Arthur C. Budd (born 1902), known as “Rosebud,” worked as a female impersonator in “The Lady in Ermine” at The Century Theater. The play "Courting Mae West" opened in one of the popular drag cabarets in the Village that Mae West used to visit. In Act I, Scene 1, Mae waves to a cigarette girl in drag known as Rosebud. Mae explains to her date, "I just cast Rosebud over there in 'The Drag'. . . ." During the pansy craze of the late 1920s and early 1930s, Arthur Budd performed with Jackie Maye and Jean Malin in various Times Square cabarets.

Celebrating the 4th of July in 1922, the Village nightspot known as The Jungle (located at 11 Cornelia Street) presented, according to articles of the time, "a jazz band and two male performers, Rosebud and Countess," whose campy antics drew the hearty applause of a mixed crowd of slummers, male "degenerates" and "lady lovers (lesbians) of the Greenwich Village type".

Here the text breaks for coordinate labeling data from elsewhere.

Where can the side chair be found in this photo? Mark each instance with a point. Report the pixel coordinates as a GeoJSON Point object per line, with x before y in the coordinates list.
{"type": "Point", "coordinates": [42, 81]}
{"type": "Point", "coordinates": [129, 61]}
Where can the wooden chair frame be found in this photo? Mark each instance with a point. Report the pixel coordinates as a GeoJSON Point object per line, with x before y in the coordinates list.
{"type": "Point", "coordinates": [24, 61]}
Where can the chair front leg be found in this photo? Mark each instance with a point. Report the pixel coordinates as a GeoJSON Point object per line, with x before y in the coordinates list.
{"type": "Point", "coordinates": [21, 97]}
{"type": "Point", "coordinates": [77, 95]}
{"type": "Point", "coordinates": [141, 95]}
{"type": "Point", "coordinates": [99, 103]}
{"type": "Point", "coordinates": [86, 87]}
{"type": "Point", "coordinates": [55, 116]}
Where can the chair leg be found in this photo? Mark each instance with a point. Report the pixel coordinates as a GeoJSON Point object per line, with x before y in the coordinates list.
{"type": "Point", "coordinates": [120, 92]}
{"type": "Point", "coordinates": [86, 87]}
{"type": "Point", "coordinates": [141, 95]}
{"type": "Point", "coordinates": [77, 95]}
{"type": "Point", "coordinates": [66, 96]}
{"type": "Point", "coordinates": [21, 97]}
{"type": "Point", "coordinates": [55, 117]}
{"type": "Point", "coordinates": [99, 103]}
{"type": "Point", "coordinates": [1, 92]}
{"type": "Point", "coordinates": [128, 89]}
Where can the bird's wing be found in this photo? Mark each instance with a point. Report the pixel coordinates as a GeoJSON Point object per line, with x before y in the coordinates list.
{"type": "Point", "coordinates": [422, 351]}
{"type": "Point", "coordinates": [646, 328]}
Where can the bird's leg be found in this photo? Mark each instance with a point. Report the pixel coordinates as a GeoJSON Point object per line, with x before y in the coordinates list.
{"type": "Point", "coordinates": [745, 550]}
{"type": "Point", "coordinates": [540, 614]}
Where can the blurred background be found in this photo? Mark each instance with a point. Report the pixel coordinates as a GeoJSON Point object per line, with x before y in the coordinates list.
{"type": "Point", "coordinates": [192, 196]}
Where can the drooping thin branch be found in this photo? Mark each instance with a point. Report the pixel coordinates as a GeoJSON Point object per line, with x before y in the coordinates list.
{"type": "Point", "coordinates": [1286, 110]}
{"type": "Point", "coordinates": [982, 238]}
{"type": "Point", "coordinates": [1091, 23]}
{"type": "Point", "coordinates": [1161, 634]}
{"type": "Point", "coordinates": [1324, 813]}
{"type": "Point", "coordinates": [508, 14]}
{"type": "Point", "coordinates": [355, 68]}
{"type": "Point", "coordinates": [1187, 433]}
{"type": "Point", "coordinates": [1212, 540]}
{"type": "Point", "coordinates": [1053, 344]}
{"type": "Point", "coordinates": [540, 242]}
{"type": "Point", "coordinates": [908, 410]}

In February 1923 the Charles Street Police Station in Manhattan was paying special attention to Greenwich Village. Deputy Inspector Joseph A. Howard and Captain Edward J. Dempsey of the Charles Street Station, and a party of ten detectives visited each tearoom and cabaret. Detectives Joseph Massie and Dewey Hughes of the Special Service Squad were assigned to the Black Parrot Tea Shoppe Hobo-Hemia, 46 Charles Street, to witness what they had been informed would be a “circus", and arrested five women and eight men. However on closer inspection, Ruby Bernhammer, from West Hoboken, New Jersey, did not meet their definition of a woman. Bernhammer was charged with disorderly conduct for giving an indecent dance, and they gave her name as 'Harry'. The other prisoners, all of whom were bailed out at the station house, were Lucy Smith, 22 years old, of 46 Charles Street, and Patricia Rogers, 24 years old, of 16 Charles Street, alleged proprietors of the establishment, charged with violating the Mullan-Gage law (the real name of the Smith, according to the police, was Vera Black, and the real name of Rogers was Nan Paddock); Arthur C. Budd; Paul Warring, 21 years old, of 75 West Seventy-second Street, a pianist at the Black Parrot and formerly employed at a Broadway cabaret. The next day the local magistrate dismissed charges against all but the proprietors of the Black Parrot. Budd lost his job at The Century Theatre, but was working again the next year.

In 1931 the Club Calais opened, featuring Arthur (“Rose”) Budd and Jackie Maye, “the male soprano.”